Transforming Mission: BECOMING
Aluel Abraham attending worship with her family
at the Faith Evangelical Baptist Church, Saika
Since the outbreak of civil war and conflict in December 2013, the people of South Sudan have been struggling for survival. Hundreds of thousands of internally displaced people are now living in refugee camps near the borders of Kenya and Uganda, and in urban slum areas like Saika, Nairobi.
This past Sunday, we had the privilege of being invited to celebrate worship with our South Sudanese partner church in one of the South Sudanese congregations living in Saika.
We reflected together on how God is always calling his people to follow Him through journeys of change. That to be a follower of Jesus involves a continual process of "becoming". All through the scriptures, we see God calling people to leave home, to step away from the known, and the safe, and to walk by faith into a strange land, a new people, and an unknown reality.
Being transplanted into a new land is a difficult and often confusing experience. The refugee communities that have fled South Sudan are thankful to be free from the conflict and insecurity of war, but what this means for the future of their family, friends and nation is a deep and distressing concern.
As we spoke together about how God uses such transitions to shape his people, we noticed a single sprout in the mud floor of the sanctuary. Like the three hundred worshipers gathered in that structure, this little sprout was brought in from the outside. A seed carried by rain, a bird, or perhaps the sandals of the people themselves. It was once small, insignificant and unnoticed. But the little seed survived. It took hold of the soil. It broke through the surface, and is growing. It is the miracle of life.
This is the story of the South Sudanese refugee churches.
Pastor Philip Thon Giving Thanks to God
Every person worshipping in Saika church has a story to tell of God's miraculous hand. Pastor Philip Thon was dying in the Upper Nile district of South Sudan. Cut off from medical support and the surgery needed to save his life, he and the church prayed for God's intervention.
Through the aid of an anonymous gift from Canada, Philip was brought to Juba and later Nairobi with just enough time for the doctors to operate. By God's grace he lived.
On Sunday, Philip shared and prayed with the Saika Church. He is returning to South Sudan to join his wife and their three children in the ministry among the hundreds of thousands of other internally displaced people living in camps in places like Narus.
Pastor Jeremiah Deng Akoi leading a hymn in Dinka
Pastor Jeremiah leads the Saika congregation which he helped to establish in 2013 when many families had first come to Nairobi. At that time Jeremiah had received a scholarship from Canadian Baptist Ministries to study theology and pastoral ministry here in Kenya. He credits this training as what God used to help him minister to the families that had come to Kenya in desperation.

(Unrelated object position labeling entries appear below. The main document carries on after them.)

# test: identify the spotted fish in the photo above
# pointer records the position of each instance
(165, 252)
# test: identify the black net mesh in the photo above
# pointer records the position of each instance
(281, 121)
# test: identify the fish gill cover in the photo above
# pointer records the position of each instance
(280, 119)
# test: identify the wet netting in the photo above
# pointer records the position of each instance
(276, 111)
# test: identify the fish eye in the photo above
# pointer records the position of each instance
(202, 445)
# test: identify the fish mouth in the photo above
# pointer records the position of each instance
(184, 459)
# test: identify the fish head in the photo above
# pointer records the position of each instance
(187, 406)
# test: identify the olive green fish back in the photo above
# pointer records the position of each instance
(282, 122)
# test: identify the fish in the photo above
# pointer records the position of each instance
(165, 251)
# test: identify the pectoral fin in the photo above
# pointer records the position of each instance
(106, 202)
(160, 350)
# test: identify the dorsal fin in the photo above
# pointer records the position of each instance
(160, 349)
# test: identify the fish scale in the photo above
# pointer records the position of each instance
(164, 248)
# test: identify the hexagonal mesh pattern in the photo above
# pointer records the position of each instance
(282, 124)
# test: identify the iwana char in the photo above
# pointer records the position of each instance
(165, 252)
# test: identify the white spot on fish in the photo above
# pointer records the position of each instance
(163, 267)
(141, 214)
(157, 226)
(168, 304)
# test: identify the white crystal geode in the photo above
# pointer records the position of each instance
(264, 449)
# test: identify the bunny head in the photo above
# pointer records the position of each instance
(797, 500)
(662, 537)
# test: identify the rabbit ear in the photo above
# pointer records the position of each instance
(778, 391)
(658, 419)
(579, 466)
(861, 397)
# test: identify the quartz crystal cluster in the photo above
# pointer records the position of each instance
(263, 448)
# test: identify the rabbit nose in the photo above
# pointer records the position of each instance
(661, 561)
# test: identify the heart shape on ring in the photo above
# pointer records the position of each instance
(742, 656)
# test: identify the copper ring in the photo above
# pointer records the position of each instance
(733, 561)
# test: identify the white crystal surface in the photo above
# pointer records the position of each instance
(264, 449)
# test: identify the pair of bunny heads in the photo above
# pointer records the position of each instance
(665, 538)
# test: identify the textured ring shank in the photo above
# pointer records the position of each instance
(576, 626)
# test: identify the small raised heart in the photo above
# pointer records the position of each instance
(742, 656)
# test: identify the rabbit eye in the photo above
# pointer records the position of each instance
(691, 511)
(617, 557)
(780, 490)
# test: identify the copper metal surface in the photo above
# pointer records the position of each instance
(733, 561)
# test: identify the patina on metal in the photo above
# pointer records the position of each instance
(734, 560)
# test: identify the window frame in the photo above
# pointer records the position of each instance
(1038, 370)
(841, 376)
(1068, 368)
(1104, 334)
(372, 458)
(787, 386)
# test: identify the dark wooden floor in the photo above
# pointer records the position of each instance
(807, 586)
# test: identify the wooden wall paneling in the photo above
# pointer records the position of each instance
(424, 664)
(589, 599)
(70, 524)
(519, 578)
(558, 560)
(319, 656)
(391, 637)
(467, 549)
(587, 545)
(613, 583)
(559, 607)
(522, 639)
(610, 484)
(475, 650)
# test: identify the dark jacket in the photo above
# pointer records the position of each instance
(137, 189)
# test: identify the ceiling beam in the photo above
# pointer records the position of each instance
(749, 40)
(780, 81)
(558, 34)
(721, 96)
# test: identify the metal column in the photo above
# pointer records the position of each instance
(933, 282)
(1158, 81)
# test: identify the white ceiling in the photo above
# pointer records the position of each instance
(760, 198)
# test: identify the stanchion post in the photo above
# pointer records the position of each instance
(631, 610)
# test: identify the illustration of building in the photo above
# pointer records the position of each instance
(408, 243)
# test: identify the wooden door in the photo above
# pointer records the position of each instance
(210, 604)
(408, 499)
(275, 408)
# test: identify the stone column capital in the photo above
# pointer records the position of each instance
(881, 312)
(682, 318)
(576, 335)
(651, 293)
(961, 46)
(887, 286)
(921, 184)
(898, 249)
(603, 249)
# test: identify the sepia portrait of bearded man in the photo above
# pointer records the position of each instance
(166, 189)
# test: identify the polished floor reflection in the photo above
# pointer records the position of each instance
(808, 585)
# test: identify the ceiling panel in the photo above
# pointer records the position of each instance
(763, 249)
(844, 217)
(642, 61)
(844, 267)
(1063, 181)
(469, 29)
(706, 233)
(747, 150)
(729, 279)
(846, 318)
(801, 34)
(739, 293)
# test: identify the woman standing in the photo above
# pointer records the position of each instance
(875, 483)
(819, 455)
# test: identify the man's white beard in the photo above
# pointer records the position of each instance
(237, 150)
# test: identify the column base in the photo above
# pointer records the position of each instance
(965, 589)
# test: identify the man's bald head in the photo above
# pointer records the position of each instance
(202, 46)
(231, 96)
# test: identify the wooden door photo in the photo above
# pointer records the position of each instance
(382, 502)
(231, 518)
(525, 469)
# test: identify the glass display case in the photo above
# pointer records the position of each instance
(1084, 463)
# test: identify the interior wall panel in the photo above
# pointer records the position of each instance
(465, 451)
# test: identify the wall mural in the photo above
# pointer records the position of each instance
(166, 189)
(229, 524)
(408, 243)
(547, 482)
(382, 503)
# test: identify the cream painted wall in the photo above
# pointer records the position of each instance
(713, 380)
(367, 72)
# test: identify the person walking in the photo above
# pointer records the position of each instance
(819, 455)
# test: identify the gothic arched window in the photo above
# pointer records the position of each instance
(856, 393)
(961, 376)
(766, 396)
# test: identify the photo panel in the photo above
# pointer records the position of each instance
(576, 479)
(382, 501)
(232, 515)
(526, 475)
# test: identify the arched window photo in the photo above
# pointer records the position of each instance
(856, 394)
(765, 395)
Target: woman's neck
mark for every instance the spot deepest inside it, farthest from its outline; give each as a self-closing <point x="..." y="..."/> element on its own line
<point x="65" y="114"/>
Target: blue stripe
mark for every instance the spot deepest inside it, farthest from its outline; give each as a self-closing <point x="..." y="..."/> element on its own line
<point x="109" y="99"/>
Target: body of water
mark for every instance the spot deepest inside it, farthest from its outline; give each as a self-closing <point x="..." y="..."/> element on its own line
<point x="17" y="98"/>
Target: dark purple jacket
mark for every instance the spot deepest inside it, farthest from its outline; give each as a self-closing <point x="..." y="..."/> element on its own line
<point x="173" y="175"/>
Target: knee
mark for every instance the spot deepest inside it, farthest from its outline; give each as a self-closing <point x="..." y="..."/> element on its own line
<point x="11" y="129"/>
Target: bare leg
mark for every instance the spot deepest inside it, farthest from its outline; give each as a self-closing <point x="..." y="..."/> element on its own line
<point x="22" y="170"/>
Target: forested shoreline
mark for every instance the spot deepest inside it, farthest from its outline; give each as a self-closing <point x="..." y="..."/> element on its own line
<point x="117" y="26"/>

Today, Jeremiah's congregation is growing with almost two hundred children and youth in the Sunday school. A lack of land and finances has pushed Jeremiah and his congregation to be creative. They worship on Sunday's in a borrowed building on the edge of the community where many of the congregation lives. The worship services are led in Dinka, Arabic, and English as everyone participates in music, dance, scripture reading, and sharing.
Rev. Saphano Riak Chol, General Secretary FEBAC
Rev. Saphano, the leader of the Faith Evangelical Baptists Churches also visited the Saika congregation on Sunday. He had just returned from South Sudan where he participated in a joint relief effort of FEBAC and CBM that distributed beans and maize to thousands of internally displaced families in the community of Narus.
With great appreciation, Rev. Saphano thanked the Canadian Baptist Churches who have been supporting not only the training and education of key leaders in the denomination, but faithfully contributing to the vital emergency relief efforts in South Sudan.
Food aid being stored and distributed
by the FEBAC churches in South Sudan
2016 Food Relief
The journey of becoming the people of God is a daily step of faith that moves us beyond what we know and understand. As Canadian Baptists, we are keenly aware that no one makes this journey alone. As the Church, we are called to walk together. The story of the church in Saika is our story, as we participate in the great redemptive movement of God in the world. Even in the hardest of places, in the most desperate of times, God continues to work in the lives of those who call out to him.
Aaron with Pastor Philip and Rev. Saphano
Please join us in praying for the church of South Sudan. We continue to pray for the FEBAC churches in Upper Nile, Narus, Kakuma Refugee Camp, and Saika. May God continue to strengthen his people in becoming firmly rooted in the communities where he has placed them. We pray that the church would continue to grow and bear fruit in the lives of many.
Please pray for leaders like Pastor Thon, Pastor Jeremiah and Reverend Saphano. May they continue to lead with humility and courage as they bear witness to the transforming love and truth of Christ.
We continue to pray for peace and reconciliation in South Sudan. The strain of conflict, and the burning of farm lands and property by armed groups has contributed to great food insecurity. We pray that God will continue to use the church to bring much needed hope and help.